An interesting battle in many ways. Not only because of the tanks and the gutsy heroics on the part of the defenders, but there were female NVA soldiers armed with M16s among the attackers. IMO it also stands as an indictment of the M72 LAAW, a weapon I thought was an undependable POS even before a spontaneous detonation killed two men in my company.

_"Colonel Schungel _[Lt Col Daniel Schungel, CO of Special Forces in I Corps]_ knelt in the middle of the camp,  with green tracers from enemy machine guns criss-crossing the ground in front of him, and widly swinging parachute flares overhead, and fired a LAW at the lead tank. The shell hit in a great shower of orange sparks, but the tank kept rolling. He moved closer with another LAW, but this time the disposable launcher refused to fire. Now he was close enough to roll hand grenades under the tank treads,  and to fire his rifle into the eyeslits. The tank kept rolling. Another team hit one North Vietnamese tank nine times with the shoulder-fired LAW rockets, and the tank kept rolling." --_ Robert Pisor

Again, Welcome Home SFC Holt, who can now, finally, Rest in Peace.


----------



## RetPara (Jan 20, 2015)

I still play WinSPMBT.   It contains a Lang Vei scenario.   I haven't played it for a while; it makes the Koybishu Maru (Star Trek) look easy (before Kirk puts in the cheats).  
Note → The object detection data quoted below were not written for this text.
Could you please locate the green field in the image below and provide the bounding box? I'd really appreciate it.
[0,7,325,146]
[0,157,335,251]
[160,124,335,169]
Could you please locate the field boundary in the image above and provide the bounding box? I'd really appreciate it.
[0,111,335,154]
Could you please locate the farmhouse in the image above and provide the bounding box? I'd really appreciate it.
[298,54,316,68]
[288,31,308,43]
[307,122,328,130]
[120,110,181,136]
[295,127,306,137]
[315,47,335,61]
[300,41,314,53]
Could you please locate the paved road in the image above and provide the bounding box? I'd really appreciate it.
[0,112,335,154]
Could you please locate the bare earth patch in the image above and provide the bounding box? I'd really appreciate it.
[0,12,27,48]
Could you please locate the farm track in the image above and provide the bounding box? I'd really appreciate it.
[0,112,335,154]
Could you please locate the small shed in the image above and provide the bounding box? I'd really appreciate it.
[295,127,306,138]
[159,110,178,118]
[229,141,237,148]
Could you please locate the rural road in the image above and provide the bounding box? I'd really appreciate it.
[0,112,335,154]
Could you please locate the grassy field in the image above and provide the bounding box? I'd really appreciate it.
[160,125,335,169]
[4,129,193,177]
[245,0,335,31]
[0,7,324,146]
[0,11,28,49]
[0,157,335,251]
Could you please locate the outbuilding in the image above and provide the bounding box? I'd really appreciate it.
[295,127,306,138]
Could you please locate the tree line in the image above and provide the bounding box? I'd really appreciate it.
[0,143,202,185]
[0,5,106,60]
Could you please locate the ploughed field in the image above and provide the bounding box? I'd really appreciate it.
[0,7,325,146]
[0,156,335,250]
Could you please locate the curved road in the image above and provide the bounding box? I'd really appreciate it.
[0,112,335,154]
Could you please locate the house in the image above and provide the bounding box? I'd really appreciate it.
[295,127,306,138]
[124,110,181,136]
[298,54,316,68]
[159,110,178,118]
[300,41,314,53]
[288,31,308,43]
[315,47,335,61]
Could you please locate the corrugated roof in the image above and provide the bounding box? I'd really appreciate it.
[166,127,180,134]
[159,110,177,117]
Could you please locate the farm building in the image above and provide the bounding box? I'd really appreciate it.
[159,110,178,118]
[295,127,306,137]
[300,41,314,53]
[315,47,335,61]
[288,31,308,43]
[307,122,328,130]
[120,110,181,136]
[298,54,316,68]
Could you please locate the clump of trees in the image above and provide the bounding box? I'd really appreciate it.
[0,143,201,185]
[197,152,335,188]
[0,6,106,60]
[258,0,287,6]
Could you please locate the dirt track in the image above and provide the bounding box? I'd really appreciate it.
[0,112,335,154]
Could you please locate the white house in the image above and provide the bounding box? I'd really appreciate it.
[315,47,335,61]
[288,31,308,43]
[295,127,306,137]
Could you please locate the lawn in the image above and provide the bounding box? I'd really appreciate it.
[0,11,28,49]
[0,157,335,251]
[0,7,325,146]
Gonna have to revisit that one again......   Even did some modifications to the friendly OB last time....   didn't really help....


----------



## x SF med (Jan 20, 2015)

Welcome home, Brother, may you rest easy.


----------



## Viper1 (Jan 20, 2015)

Welcome home SFC Holt. Rest in Peace.


----------



## Red Flag 1 (Jan 20, 2015)

Welcome home warrior. Rest In God's Own Peace, SFC Holt.


----------



## Totentanz (Jan 20, 2015)

Welcome home.  The PR mission should never lose the gravity we currently give it.


----------



## Teufel (Jan 20, 2015)

I used to work for JPAC doing underwater recoveries.  I can ask around and see who handled the SFC Holt case.  What did you want to know?


----------



## RackMaster (Jan 20, 2015)

Welcome home.


----------



## RetPara (Jan 21, 2015)

I was wondering where they found the remains.   It's was thought (by more than a few) that he had basically been 'vaporized' when the ammo bunker he was headed to took a direct hit from a NVA rocket; like a B9(?) or 120mm.    Now it would seem that he may not of made it to the ammo bunker at all.   In Nam and the South Pacific it seemed just really easy for a person to disappear because of the terrain.


----------



## Centermass (Jan 21, 2015)

Welcome home Sergeant Holt to your proper resting place. 

~S~


----------



## BloodStripe (Jan 21, 2015)

Welcome home. May you rest easy.


----------